The commerce ministry on Sunday announced a time-bound action plan on preferential market access and trade agreement to face the challenges of LDC graduation.
In the action plan, the government listed China, India, Japan, Korea, Singapore, Canada and Malaysia as the potential FTA partners for Bangladesh.
It also sees prospects in joining the Eurasian Customs Union and the Regional Comprehensive Economic Partnership, a free trade agreement among the Asia-Pacific nations.
In a national workshop on proposed time-bound action plan of the two LDC graduation related sub-committees held at Parjatan Bhaban in the city, experts said that to retain the existing preferential market access, Bangladesh would have to go for FTA and PTA with its major trading partners as the country would lose its duty-free benefits after the LDC graduation.
They discussed that after graduation in 2026, Bangladesh would get duty-free market access in the Europe Union and the United Kingdom until 2029 but the country would lose the facility in other countries in 2026.
According to the proposed action plan, Bangladesh would initiate a study on the impact of having FTA with China and India simultaneously and separately by the end of this year.
The government has already approached Japan and Korea for signing FTA.
The action plan said that the government would take initiative to assess the pros and cons of accessing the Regional Comprehensive Economic Partnership by December 2022.
The proposed action plan identified that article 29 of revised GSP regulation, ratification and implementation of 32 international conventions and meeting the rules of origin criteria would be the major challenges for Bangladesh in retaining existing market access in the EU.
In other countries, FTAs could be the only mechanism to retain duty-free market access, it said.
At the concluding session of the workshop, senior commerce secretary Tapan Kanti Ghosh said that signing FTA would be the important issue to retain duty-free market access after graduation.
‘Increasing private sector competitiveness is also an important issue as we have an international market but we are not fully ready to tap the opportunity,’ he said.
Tapan said that tariff rationalisation was another issue and the National Board of Revenue was working on it.
To negotiate FTA, Bangladesh would have to reduce supplementary and regulatory duties by 2026, he said.
‘The prime minister suggested starting work on FTA and PTA and she said if we do not take initiative in these regards we will have to face problems after 2026,’ commerce minister Tipu Munshi said.
He said that there was a dilemma over the tariff rationalisation.

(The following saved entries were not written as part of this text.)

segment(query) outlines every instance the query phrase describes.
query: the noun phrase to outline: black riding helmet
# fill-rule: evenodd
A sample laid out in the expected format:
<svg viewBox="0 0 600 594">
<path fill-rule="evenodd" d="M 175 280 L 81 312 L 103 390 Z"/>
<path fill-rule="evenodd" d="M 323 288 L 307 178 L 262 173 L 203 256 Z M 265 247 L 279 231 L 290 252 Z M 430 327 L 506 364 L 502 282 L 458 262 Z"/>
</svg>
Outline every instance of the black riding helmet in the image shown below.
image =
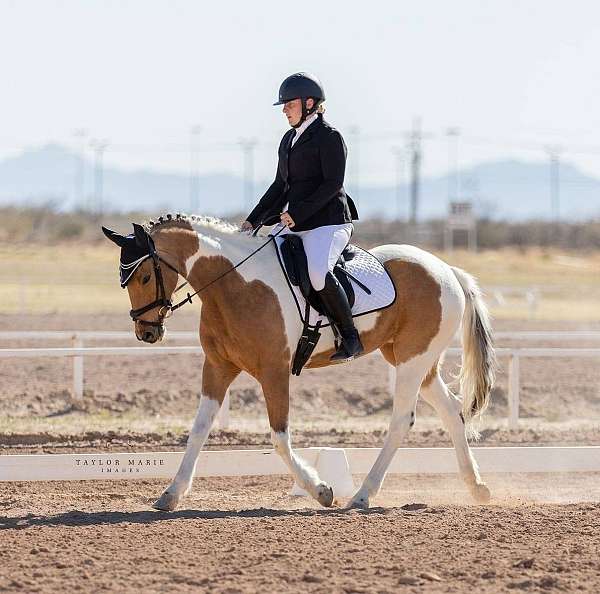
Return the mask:
<svg viewBox="0 0 600 594">
<path fill-rule="evenodd" d="M 306 100 L 309 98 L 314 99 L 315 102 L 311 109 L 306 107 Z M 279 100 L 273 105 L 283 105 L 293 99 L 301 99 L 302 101 L 302 117 L 294 126 L 294 128 L 297 128 L 325 101 L 325 91 L 321 81 L 308 72 L 297 72 L 288 76 L 279 87 Z"/>
</svg>

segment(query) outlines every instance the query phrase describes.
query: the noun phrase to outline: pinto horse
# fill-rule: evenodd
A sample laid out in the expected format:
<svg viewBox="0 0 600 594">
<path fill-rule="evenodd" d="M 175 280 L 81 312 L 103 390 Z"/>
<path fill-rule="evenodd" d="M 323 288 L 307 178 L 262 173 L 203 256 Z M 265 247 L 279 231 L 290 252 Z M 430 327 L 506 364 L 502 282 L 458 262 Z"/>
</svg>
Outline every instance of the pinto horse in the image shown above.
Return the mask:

‘We have to reduce duties to negotiate FTA. On the other hand, the NBR is thinking over the revenue loss,’ the commerce minister said.

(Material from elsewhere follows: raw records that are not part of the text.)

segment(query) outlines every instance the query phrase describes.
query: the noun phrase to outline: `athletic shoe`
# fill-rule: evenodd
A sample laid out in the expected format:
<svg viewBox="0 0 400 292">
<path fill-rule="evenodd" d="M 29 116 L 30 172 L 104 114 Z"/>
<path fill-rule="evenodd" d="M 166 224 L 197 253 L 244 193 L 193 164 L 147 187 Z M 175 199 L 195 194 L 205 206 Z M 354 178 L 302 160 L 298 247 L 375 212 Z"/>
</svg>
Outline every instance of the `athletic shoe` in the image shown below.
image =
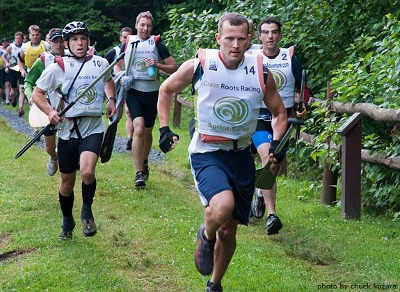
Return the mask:
<svg viewBox="0 0 400 292">
<path fill-rule="evenodd" d="M 82 235 L 93 236 L 97 233 L 96 223 L 94 223 L 92 206 L 85 203 L 81 209 Z"/>
<path fill-rule="evenodd" d="M 96 223 L 94 223 L 94 218 L 84 219 L 81 218 L 82 222 L 82 235 L 83 236 L 93 236 L 97 233 Z"/>
<path fill-rule="evenodd" d="M 197 230 L 197 248 L 194 253 L 194 263 L 202 275 L 210 275 L 214 267 L 215 240 L 210 241 L 204 235 L 204 225 Z"/>
<path fill-rule="evenodd" d="M 207 282 L 206 292 L 222 292 L 221 284 L 214 284 L 210 280 Z"/>
<path fill-rule="evenodd" d="M 72 239 L 72 231 L 74 231 L 74 228 L 75 228 L 74 218 L 64 217 L 63 225 L 61 226 L 61 233 L 58 236 L 58 240 Z"/>
<path fill-rule="evenodd" d="M 126 150 L 132 150 L 132 138 L 128 139 L 128 142 L 126 143 Z"/>
<path fill-rule="evenodd" d="M 260 189 L 254 190 L 254 199 L 251 202 L 251 214 L 257 219 L 262 219 L 262 217 L 264 217 L 265 202 L 263 195 L 260 193 Z"/>
<path fill-rule="evenodd" d="M 10 100 L 8 98 L 6 98 L 6 105 L 10 104 Z"/>
<path fill-rule="evenodd" d="M 267 227 L 268 235 L 278 234 L 279 230 L 281 230 L 283 227 L 281 220 L 279 220 L 278 216 L 275 214 L 268 215 L 265 225 Z"/>
<path fill-rule="evenodd" d="M 144 173 L 143 171 L 138 171 L 135 177 L 135 187 L 144 187 L 146 186 Z"/>
<path fill-rule="evenodd" d="M 56 174 L 57 169 L 58 169 L 57 159 L 53 160 L 51 157 L 49 157 L 49 160 L 47 161 L 47 174 L 53 176 Z"/>
<path fill-rule="evenodd" d="M 24 109 L 21 107 L 21 108 L 19 109 L 19 111 L 18 111 L 18 116 L 19 116 L 19 117 L 22 117 L 24 114 L 25 114 L 25 111 L 24 111 Z"/>
<path fill-rule="evenodd" d="M 145 181 L 149 179 L 149 175 L 150 175 L 149 170 L 150 170 L 150 168 L 147 164 L 143 165 L 143 177 L 144 177 Z"/>
</svg>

He said that it was time to start work seriously through identifying possible challenges.
‘Along with the export markets we also have to tap the potential of the local market,’ Ahmad Kaikaus, principal secretary to the prime minister, said.
He said that stakeholders and academia should work collectively to identify and face the future challenges.
Federation of Bangladesh Chambers of Commerce and Industry president Md Jashim Uddin and Planning Commission member Sharifa Khan, among others, spoke at the event.